One might say that I'm expecting too much from Drupal -- expecting it to be something it's not; in some sense that's a fair point -- but on the other hand, the things that i still get insanely frustrated about are some of the most obscenely straightforward things (creating sidebar links) etc.; nothing is simple in Drupal, and often the more simple it should be, the more impossibly convoluted it is to perform (and once you do figure it out you'll never remember how you did it in the future since it involved the coordination of settings in 10 different places, etc.).

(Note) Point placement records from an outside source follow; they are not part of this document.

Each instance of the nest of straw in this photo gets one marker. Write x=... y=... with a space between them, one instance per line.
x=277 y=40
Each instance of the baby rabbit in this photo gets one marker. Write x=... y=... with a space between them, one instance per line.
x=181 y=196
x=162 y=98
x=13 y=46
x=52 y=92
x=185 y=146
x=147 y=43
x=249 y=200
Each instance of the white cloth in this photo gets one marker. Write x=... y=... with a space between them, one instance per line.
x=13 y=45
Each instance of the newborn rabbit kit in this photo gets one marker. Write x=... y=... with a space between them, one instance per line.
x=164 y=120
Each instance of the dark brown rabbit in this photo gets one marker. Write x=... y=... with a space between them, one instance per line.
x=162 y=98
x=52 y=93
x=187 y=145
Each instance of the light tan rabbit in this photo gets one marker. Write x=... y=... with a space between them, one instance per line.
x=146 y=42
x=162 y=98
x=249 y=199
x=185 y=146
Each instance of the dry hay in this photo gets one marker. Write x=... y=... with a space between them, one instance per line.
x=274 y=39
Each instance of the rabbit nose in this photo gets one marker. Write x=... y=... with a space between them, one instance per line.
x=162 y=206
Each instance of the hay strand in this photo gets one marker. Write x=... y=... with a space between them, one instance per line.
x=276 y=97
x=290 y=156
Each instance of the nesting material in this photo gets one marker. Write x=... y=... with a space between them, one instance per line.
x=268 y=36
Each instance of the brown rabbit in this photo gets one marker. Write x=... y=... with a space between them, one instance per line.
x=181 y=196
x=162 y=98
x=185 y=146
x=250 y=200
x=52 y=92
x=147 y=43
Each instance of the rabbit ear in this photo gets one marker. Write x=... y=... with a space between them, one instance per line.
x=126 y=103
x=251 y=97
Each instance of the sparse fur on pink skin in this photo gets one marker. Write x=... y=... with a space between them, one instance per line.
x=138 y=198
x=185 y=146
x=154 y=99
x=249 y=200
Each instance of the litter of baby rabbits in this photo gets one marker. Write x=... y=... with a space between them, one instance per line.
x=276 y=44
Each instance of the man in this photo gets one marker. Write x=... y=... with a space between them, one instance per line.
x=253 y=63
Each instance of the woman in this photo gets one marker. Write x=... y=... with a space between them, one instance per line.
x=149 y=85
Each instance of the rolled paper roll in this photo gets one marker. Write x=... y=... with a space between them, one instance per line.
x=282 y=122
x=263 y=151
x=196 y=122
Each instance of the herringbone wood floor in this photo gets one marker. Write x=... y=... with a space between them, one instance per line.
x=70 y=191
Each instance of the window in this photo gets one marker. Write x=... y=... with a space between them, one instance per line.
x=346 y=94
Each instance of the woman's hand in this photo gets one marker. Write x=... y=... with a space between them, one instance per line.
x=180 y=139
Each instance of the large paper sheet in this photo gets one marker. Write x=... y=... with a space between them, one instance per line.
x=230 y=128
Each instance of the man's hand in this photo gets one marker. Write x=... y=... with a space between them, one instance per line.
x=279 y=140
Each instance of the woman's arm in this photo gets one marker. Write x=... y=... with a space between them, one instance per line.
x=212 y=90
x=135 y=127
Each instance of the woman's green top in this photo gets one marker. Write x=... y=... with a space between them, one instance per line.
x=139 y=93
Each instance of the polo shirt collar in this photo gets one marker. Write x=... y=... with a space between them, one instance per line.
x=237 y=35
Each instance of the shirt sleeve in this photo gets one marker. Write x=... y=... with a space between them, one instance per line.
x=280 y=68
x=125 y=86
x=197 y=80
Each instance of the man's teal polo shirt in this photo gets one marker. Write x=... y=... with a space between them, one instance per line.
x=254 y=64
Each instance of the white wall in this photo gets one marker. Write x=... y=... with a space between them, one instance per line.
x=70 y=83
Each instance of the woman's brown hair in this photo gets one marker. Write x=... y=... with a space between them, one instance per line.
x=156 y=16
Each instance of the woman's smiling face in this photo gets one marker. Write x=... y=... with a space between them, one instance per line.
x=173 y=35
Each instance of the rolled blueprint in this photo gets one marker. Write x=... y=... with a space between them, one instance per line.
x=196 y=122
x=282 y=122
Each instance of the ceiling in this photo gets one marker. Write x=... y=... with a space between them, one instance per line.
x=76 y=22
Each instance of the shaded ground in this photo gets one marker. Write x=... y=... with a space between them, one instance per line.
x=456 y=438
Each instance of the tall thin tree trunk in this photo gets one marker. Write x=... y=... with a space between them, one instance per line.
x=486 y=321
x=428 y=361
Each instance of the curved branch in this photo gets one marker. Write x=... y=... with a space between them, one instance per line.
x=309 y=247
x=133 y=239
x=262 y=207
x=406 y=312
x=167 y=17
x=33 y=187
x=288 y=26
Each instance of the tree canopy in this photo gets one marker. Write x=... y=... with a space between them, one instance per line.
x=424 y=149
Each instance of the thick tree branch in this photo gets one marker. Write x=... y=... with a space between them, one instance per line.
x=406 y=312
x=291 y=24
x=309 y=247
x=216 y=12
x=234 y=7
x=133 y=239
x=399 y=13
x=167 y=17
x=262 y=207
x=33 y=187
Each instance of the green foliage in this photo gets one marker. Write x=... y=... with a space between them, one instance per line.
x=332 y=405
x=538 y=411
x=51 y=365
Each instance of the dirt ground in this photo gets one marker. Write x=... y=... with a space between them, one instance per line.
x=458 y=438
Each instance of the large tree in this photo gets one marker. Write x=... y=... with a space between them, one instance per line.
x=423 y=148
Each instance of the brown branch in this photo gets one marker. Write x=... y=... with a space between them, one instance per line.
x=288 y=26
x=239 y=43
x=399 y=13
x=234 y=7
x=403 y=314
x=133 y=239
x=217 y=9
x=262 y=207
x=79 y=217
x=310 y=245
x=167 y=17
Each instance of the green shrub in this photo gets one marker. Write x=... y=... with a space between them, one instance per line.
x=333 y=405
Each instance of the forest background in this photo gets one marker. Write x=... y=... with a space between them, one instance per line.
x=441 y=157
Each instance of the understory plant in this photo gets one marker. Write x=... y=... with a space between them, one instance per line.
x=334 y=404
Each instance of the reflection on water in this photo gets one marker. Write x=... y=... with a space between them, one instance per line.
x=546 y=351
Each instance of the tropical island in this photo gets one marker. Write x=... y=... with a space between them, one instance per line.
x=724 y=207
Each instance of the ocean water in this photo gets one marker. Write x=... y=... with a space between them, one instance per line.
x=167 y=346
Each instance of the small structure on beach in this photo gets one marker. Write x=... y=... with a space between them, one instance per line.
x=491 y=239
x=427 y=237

You asked what I would choose as an alternative.. In the past I have piggybacked on a framework (
CodeIgniter) as the starting point for a large web service -- and in many ways i regret that i didn't polish up all of the user management code i added to that, because that would have been a far saner and more straightforward starting point for building a system.
The dilemma I faced this time, and face over and over -- is figuring out when it would be better to leverage existing flawed and over-complicated code -- vs. writing new code from scratch. Drupal has a system for managing groups (allowing people to invite others to groups, manage them, etc.), and an elaborate system for tagging, etc. -- these are all things that one would have to code into a lightweight framework like CodeIgniter if you didn't build on top of something like Drupal.
Ideally though, i think that the better approach might be to spend some time building just such a foundational framework -- sort of midway between Drupal and something like CodeIgniter (or
CakePhp or
Ruby on Rails, etc.).. something much more focused on serving programmer's needs as opposed to the frankenstein approach of Drupal.